Vers 1700, elle appartenait à un chanoine de Mauléon. Juste avant la Révolution, c’était la « fabrique » de la paroisse de Mortagne qui la possédait.
Cependant quels qu’en furent les possesseurs, elle est toujours restée consacrée au culte public et ce, même après la révolution, qui vit la vente de tous les biens de l’église. Ce sont les époux Du Pérray qui se portèrent acquéreurs et qui généreusement en refirent don à la fabrique de Mortagne.
De tous ces bâtiments, il ne reste plus que la chapelle. Vers 1850, elle était en très mauvais état. C’est Mr le curé Poisson qui fit faire les travaux de remise en état.
En ce moment même (en 1994), elle vient à nouveau d’être restaurée intérieurement.
La petite prairie qui l’entoure est refaite ainsi que le parvis et l’escalier d’accès. Il faut reconnaître qu’elle a assez belle allure.
Ne pas oublier que si nous nous interessons tant à ce lieu, c’est que les « Maupilier »ont été proches voisins pendant plusieurs siècles. Ce qui fait qu’ils devaient venir plus volontiers aux offices ici plutôt qu’à Mortagne ou à St Christophe.
La chapelle est un petit édifice rectangulaire. Elle a 15 m de long sur 5,60 m de large.

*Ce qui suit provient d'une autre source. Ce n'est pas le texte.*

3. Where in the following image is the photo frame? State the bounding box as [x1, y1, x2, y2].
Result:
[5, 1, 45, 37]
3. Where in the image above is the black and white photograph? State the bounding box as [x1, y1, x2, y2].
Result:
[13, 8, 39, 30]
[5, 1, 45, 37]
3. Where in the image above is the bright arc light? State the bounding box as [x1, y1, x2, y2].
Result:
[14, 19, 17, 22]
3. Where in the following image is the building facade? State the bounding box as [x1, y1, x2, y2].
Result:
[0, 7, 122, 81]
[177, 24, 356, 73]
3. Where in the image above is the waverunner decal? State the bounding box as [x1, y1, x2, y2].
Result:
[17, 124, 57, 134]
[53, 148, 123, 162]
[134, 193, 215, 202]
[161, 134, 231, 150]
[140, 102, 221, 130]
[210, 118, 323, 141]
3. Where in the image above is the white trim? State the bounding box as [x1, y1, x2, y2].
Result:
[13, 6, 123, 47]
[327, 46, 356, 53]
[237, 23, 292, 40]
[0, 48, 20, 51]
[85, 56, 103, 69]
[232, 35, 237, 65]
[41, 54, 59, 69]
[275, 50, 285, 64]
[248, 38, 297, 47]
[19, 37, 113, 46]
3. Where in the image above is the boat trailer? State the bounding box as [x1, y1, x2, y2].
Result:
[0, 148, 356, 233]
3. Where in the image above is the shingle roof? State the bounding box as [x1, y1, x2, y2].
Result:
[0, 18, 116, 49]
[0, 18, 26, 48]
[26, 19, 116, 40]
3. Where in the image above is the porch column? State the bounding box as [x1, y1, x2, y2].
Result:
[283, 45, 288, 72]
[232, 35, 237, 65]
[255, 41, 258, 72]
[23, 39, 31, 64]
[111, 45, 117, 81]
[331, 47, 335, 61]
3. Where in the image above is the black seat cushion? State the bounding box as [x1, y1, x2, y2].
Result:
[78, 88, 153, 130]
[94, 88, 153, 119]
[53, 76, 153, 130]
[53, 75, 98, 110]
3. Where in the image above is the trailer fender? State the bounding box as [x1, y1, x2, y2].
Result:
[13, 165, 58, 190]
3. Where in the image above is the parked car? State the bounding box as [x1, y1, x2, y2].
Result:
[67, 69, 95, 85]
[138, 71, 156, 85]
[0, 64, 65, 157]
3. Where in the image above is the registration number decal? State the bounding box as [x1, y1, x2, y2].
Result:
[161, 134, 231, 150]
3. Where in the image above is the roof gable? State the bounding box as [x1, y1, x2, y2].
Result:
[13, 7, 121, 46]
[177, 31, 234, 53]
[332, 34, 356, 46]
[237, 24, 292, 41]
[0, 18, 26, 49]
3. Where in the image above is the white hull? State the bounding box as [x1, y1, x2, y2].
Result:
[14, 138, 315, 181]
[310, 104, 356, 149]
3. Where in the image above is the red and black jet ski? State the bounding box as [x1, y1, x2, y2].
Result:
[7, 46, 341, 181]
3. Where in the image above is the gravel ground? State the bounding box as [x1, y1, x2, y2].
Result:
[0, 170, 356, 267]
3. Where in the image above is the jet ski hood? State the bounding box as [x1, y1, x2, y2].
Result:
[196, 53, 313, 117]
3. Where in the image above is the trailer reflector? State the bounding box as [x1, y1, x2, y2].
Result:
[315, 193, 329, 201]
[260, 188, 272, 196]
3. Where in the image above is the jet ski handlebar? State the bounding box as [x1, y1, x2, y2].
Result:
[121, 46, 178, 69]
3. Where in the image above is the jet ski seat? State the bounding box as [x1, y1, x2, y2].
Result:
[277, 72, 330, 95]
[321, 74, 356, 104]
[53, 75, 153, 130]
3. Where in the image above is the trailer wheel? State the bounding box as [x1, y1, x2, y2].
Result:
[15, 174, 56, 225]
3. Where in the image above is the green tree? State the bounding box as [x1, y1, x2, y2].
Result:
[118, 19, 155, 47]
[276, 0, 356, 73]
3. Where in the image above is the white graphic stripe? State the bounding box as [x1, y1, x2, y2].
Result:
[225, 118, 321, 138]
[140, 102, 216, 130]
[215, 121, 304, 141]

Les murs ont 0,85 m d’épaisseur en haut et 1,10 m à la base.
Elle est éclairée au chevet par une fenêtre en arc brisé, à deux meneaux qui semble relativement récente.
Du coté de l’évangile, il y a une petite fenêtre étroite en plein cintre.
Un oeil de boeuf au dessus de la porte d’entrée donne un très bel éclairage au soleil couchant.
Un petit clocher ouvert surmonté d’une croix patée s élève au dessus de la façade. La petite cloche n’a aucune inscription.
Cette cloche, qui a sonné depuis tant de siècles dans la joie ou la peine, est aujourd’hui cassée.
Ce qui amène à émettre une suggestion. Pourquoi les « Maupilier » pour qui elle a été pendant si longtemps un signal et un guiden’en offriraient-ils pas une nouvelle ?
Ce serait un geste de reconnaissance envers tout ceux qui nous ont précédés et un petit clin d’oeil pour ceux qui nous succéderont.
Enfin, l’ancien puits qui fournissait l’eau à la léproserie existe toujours.
Voici, brièvement, l’histoire de cette petite chapelle de St Lazare.
On comprend mieux maintenant pourquoi, elle représente tant pour nous et pourquoi lorsque nous allons nous y recueillir nous nous sentons si transportés d’émotion.
On peut dire en la regardant qu’elle est simple, relativement austère sans être sévère, équilibrée. Elle reflète une force tranquille et beaucoup de joie intérieure…
Mais au fait….n’est ce pas tout simplement le symbole même de l’âme du vendéen qui est en tout un « Maupillier ».
Cet article documenté par Gilles Picherit a été publié dans le bulletin de l’association « Nos Trois Branches » n° 36 de Décembre 1994.